The first years on Mars were spent exploring the floor of Jezero Crater. The type of rocks that could be found here was somewhat mysterious from orbit. There was clearly some igneous rock, either from volcanic magma or from a molten pool created by the meteorite impact that formed the crater. But some also expected to see sedimentary rocks marking the bottom of a lake that the crater calls home.

It turned out to be just igneous basalt under a blanket of wind-blown dust, and any sediments at the bottom of the lake that were here must have been eroded away long ago. You might think this is disappointing — like the pharaoh’s tomb has already been cleaned out by grave robbers — but this is actually one of the best looks we’ve ever gotten of the volcanic bedrock of Mars. Expeditions have often targeted pockets of prominent sedimentary rocks, with only scattered fragments of the more common igneous rocks exposed.

The Martian meteorites we find on Earth, which broke off from the Red Planet during large impact events, only give us literal pieces of the big picture.

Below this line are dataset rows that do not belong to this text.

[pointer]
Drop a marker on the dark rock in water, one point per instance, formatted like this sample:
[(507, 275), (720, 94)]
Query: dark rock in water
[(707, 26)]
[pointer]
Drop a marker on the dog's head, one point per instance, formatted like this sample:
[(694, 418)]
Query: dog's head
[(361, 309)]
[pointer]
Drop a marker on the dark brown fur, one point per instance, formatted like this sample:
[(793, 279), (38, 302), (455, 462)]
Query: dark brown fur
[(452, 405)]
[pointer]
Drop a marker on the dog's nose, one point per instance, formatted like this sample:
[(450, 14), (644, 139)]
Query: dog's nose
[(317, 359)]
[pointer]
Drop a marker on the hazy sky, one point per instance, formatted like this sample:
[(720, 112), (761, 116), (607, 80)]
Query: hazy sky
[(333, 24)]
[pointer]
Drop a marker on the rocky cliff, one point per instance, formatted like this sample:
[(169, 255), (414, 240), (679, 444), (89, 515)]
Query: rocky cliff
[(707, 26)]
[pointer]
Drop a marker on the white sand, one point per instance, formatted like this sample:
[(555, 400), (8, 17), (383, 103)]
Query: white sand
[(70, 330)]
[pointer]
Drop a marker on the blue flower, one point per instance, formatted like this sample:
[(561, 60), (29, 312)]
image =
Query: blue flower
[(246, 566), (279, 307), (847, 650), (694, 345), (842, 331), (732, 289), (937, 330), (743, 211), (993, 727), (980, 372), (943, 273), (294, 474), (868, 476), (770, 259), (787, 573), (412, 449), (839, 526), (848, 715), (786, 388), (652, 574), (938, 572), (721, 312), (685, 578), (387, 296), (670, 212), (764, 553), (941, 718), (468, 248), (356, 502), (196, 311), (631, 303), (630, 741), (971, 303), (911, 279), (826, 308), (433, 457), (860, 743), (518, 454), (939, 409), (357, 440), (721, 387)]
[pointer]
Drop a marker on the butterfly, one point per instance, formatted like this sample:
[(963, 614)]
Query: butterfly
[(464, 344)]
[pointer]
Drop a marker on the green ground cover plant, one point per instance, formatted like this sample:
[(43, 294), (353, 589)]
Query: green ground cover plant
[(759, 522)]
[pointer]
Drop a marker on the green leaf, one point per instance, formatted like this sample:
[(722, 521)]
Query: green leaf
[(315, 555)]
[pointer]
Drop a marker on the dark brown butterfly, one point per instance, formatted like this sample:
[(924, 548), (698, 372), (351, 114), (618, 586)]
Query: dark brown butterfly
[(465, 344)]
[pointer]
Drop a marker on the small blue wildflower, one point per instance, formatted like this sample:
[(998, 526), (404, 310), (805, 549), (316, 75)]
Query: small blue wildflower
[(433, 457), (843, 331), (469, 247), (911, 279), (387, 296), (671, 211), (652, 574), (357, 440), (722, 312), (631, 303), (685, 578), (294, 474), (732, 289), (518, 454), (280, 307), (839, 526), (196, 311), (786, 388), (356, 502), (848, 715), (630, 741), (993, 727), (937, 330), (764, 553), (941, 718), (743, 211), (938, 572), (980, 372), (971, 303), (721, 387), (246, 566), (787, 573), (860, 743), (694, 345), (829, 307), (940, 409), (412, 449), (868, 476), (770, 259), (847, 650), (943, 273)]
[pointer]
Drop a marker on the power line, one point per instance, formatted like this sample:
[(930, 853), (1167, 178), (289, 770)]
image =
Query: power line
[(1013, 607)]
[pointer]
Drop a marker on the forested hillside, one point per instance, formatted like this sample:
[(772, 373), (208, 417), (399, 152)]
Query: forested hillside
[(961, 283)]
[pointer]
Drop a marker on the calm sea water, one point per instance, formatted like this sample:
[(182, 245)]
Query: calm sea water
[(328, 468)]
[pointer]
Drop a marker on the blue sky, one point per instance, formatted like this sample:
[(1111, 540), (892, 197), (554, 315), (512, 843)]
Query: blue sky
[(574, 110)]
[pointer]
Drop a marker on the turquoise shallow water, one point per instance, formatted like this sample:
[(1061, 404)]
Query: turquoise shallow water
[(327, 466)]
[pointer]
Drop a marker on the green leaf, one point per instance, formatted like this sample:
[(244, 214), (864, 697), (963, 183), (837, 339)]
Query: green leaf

If we succeed in bringing back the eight rock samples collected from the crater floor, this opportunity to walk around an intact igneous rock base could answer many of the questions raised by the meteorites.

In this case, The scientific team was divided The crater floor rocks they observed are divided into two main layers. The upper part, called the Maz Formation, appears to have been formed from lava. Some parts show a texture like the wrinkly (or “rope-like”) lava we see in Hawaii. In other areas, rocks emerge through the red dust in flat polygons resembling garden floors, or in longer, boulder-sized blocks.

The lower Séítah Formation is distinct in texture and mineralogy. It stands out from its surroundings due to its thin layers and visible, closely aligned crystals. While the Maz rocks contain a lot of feldspar, the Seta rocks are dominated by olivine instead.

This is what geologists call it.Accumulate“—the molten equivalent of the sandy sediment in your coffee cup. Because different minerals crystallize at different temperatures (yes, molten rock has a freezing point), minerals like olivine that crystallize early can settle to the bottom of a magma body and accumulate. On Earth, it can be seen This pattern is in magma chambers that have cooled underground or in some sufficiently thick lava.